Comparison of hyperelastic micromorphic, micropolar and microstrain continua

• The transition from a hyperelastic micromorphic continuum to micropolar and microstrain continua is demonstrated.
• A new additive micromorphic continuum model is proposed.
• The model encompasses the micromorphic, micropolar and microstrain continua as special cases.
• Numerical examples are presented to compare the different models.
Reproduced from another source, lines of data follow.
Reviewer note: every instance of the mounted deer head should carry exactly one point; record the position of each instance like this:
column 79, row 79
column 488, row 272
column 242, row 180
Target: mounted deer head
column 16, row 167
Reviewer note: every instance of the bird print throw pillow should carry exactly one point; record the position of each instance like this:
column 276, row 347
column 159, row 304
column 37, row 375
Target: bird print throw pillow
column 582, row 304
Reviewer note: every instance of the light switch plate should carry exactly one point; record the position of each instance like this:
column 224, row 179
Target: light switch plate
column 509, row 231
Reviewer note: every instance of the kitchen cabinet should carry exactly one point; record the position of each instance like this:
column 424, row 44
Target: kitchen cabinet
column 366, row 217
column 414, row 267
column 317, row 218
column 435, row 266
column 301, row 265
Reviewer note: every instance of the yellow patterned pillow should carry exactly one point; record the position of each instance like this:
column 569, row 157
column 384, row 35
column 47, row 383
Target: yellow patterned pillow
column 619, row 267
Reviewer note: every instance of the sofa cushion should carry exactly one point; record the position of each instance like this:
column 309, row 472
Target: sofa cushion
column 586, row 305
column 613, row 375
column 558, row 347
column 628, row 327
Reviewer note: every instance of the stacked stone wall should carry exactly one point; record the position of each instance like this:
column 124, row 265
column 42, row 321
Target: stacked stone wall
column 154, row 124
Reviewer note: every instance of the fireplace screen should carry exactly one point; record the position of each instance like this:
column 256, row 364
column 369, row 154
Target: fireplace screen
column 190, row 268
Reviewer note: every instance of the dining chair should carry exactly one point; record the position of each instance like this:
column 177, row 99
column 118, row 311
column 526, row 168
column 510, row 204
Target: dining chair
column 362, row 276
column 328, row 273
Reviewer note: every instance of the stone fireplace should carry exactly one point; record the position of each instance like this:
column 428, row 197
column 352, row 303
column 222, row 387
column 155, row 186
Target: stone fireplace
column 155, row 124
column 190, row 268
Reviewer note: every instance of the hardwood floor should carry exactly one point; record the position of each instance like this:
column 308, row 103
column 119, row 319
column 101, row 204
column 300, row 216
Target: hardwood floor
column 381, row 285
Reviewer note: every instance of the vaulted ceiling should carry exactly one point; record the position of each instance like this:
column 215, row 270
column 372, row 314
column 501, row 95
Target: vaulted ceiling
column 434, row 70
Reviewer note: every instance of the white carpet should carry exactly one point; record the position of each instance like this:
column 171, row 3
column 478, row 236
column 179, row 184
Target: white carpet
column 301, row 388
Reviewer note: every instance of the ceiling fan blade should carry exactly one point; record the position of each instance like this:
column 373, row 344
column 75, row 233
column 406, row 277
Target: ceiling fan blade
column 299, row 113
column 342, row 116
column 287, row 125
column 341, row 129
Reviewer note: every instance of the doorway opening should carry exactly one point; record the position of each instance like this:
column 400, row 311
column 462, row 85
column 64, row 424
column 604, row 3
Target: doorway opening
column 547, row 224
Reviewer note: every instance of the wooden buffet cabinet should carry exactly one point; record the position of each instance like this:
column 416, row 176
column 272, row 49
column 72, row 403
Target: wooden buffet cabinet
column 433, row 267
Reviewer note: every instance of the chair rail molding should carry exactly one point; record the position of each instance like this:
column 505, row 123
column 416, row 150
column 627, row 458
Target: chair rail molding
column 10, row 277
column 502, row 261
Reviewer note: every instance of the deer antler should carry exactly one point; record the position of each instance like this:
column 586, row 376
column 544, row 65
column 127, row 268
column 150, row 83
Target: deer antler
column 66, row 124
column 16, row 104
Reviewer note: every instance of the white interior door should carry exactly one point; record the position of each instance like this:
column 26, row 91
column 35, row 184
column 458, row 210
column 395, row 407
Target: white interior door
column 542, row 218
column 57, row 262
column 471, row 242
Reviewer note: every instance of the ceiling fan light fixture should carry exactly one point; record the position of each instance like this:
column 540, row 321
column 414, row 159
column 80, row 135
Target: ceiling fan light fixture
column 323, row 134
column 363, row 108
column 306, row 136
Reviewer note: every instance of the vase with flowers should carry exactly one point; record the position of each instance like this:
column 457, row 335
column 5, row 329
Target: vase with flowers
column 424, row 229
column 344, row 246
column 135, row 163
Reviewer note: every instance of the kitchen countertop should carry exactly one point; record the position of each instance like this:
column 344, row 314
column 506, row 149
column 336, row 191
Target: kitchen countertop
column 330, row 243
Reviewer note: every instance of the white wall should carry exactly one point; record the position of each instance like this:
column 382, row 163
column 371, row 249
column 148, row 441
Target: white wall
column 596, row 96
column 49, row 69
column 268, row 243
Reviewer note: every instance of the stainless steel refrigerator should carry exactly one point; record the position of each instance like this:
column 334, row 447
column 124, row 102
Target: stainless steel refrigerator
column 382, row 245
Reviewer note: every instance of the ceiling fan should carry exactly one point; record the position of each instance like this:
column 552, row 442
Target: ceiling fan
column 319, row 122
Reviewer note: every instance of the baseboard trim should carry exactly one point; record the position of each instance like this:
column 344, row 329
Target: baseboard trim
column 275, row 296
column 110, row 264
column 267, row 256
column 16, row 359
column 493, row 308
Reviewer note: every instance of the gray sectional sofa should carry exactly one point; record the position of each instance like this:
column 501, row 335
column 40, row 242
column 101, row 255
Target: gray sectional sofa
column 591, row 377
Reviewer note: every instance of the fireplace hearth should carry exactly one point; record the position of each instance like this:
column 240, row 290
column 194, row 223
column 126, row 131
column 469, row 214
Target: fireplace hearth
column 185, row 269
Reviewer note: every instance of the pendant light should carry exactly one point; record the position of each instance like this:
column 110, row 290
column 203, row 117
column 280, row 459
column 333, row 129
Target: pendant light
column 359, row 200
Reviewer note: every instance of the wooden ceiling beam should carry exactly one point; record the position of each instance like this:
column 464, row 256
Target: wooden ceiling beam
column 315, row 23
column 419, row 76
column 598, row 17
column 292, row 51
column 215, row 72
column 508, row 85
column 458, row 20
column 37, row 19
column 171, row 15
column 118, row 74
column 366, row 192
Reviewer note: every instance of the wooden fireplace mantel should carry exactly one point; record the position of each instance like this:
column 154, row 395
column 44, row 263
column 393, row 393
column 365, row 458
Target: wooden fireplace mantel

Micromorphic continua are equipped with additional degrees of freedom in comparison to the classical continuum, representing microdeformations of the material points of a body. Secondary they are provided with a higher order gradient. Therefore, they are able to account for material size-effects and to regularize the boundary value problem, when localization phenomena arise. Arbitrary microdeformations are allowed for in the micromorphic continuum, while the special cases micropolar continuum and microstrain continuum merely allow for microrotation and microstrain, respectively. Amongst these cases, the micropolar case has been covered most extensively in the literature. One goal of this paper is to make the transition from a full micromorphic continuum to a micropolar or microstrain continuum, by varying the constitutive equations. To this end two different possibilities are presented for hyperelasticity with large deformations. This leads to four different material models, which are compared and illustrated by numerical examples. Another goal is to present a constitutive model encompassing the micromorphic, micropolar and microstrain continua as special cases and enabling arbitrary mixtures of micropolar and microstrain parts, allowing the representation of versatile material behaviour.